BASTEI ENTERTAINMENT

Vollständige eBook-Ausgabe der beim Bastei Verlag erschienenen Romanheftausgabe

Bastei Entertainment in der Bastei Lübbe AG

© 2018 by Bastei Lübbe AG, Köln

Programmleiterin Romanhefte: Ute Müller

Verantwortlich für den Inhalt

Titelbild: Catmando / shutterstock

Datenkonvertierung eBook: Blickpunkt Werbe- und Verlagsgesellschaft mbH, Satzstudio Potsdam

ISBN 978-3-7325-6388-3

www.bastei-entertainment.de

www.lesejury.de

Sonnen der Magie

von Adrian Doyle

Sundastraße, Indischer Ozean, 1883

»Nein, bitte«, hörte er sie flüstern. »Verlange das nicht von mir. Ich bin einem anderen versprochen. Wie könnte ich da …«

Ihre Stimme, anrührender als jeder Gesang, verstummte. Weil ihre Augen, ihre Bewegungen, ihr Atem anderes verhießen, als ihre Worte es vorschoben.
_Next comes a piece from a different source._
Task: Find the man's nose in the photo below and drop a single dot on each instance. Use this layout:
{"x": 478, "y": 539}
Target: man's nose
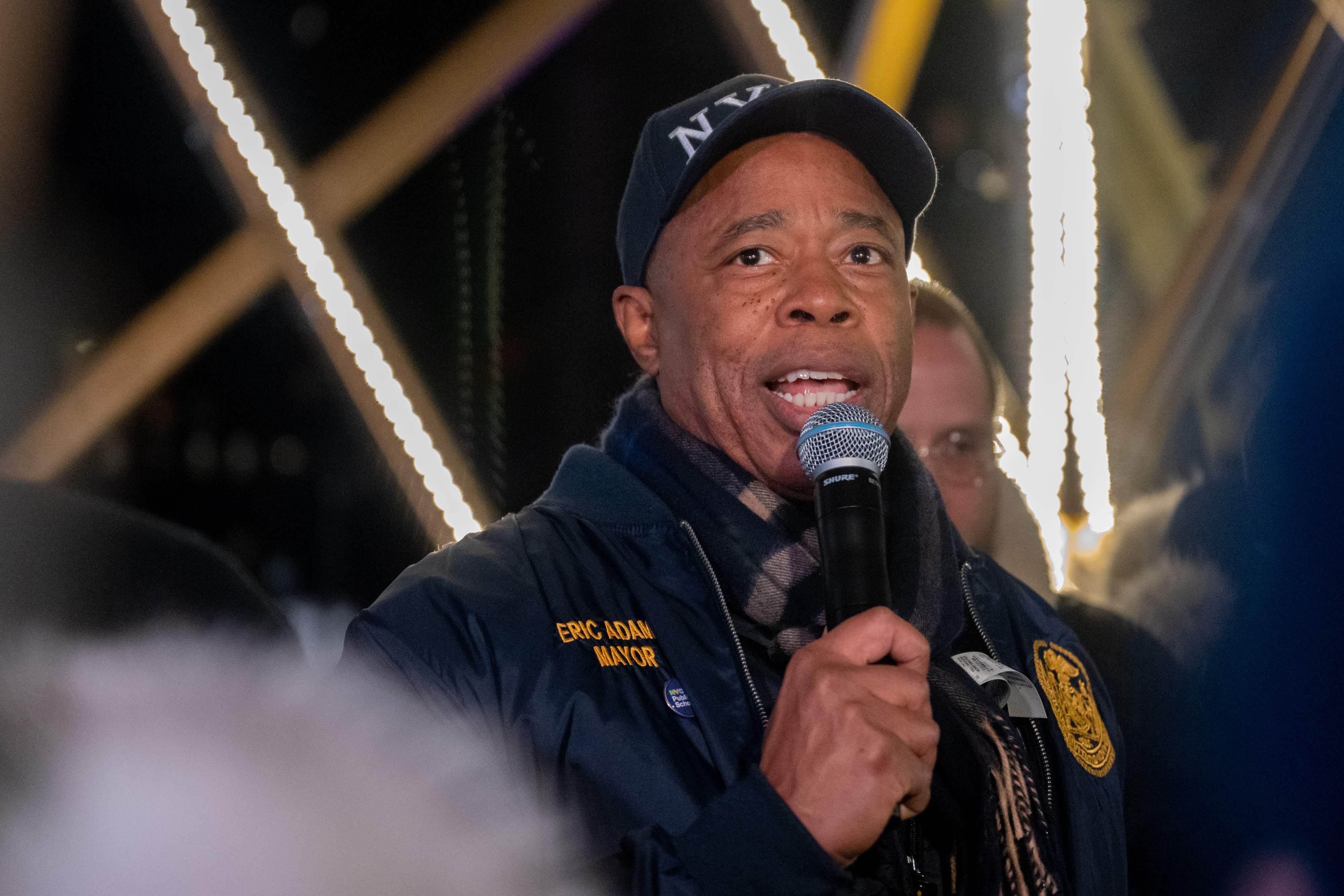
{"x": 818, "y": 295}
Noch einmal steigerte sich die Hitze, die der Trank in Dylan entfacht hatte. Und er erkannte, dass das fremde Feuer in ihm nur mit anderem Feuer gelöscht werden konnte. Dem, das in derGesandtenbrannte.

Und so vereinigte sich, nachdem seine Fesseln gefallen waren, Feuer mit Feuer, Rausch mit Rausch zu nie erlebter Ekstase. Der das böse Erwachen auf dem Fuß folgte.

Nicht nur für ihn, den Eindringling aus der Fremde …

Die Szene verfolgte ihn bis in die Lähmung seiner Ohnmacht hinein:

Hier das puppenstubenkleine Dorf, auf das er bei seinem Inselmarsch gestoßen war, mit seinen absurd winzigen Bewohnern, die Lebendigkeit vorgaukelten, wo keine war. Keine echte zumindest. Und im Hintergrund der unheilschwer thronende Vulkankegel, der, wie der Zeitreisende wusste, das Eiland in Kürze verschlingen würde.

Ungemach drohte auch dem Mann aus der Zukunft selbst, der jedoch bezweifelte, dass es in seinem Fall mit bloßem Sterben abgetan sein würde. Das, wovon er auf Krakatoa überwältigt worden war, hatte ihn schon bei früherer Gelegenheit wissen lassen, dass es Schlimmeres gab als den schnöden Tod. Damals, im bitterkalten Sommer 1816, in den verwinkelten Gassen von London, wo die von einem schrecklichen Gott beseelte Asche wütete …

Beseelte Asche.

Ein ohrenbetäubender Lärm brachte die Mauern der Abschottung um seinen Geist zum Einsturz.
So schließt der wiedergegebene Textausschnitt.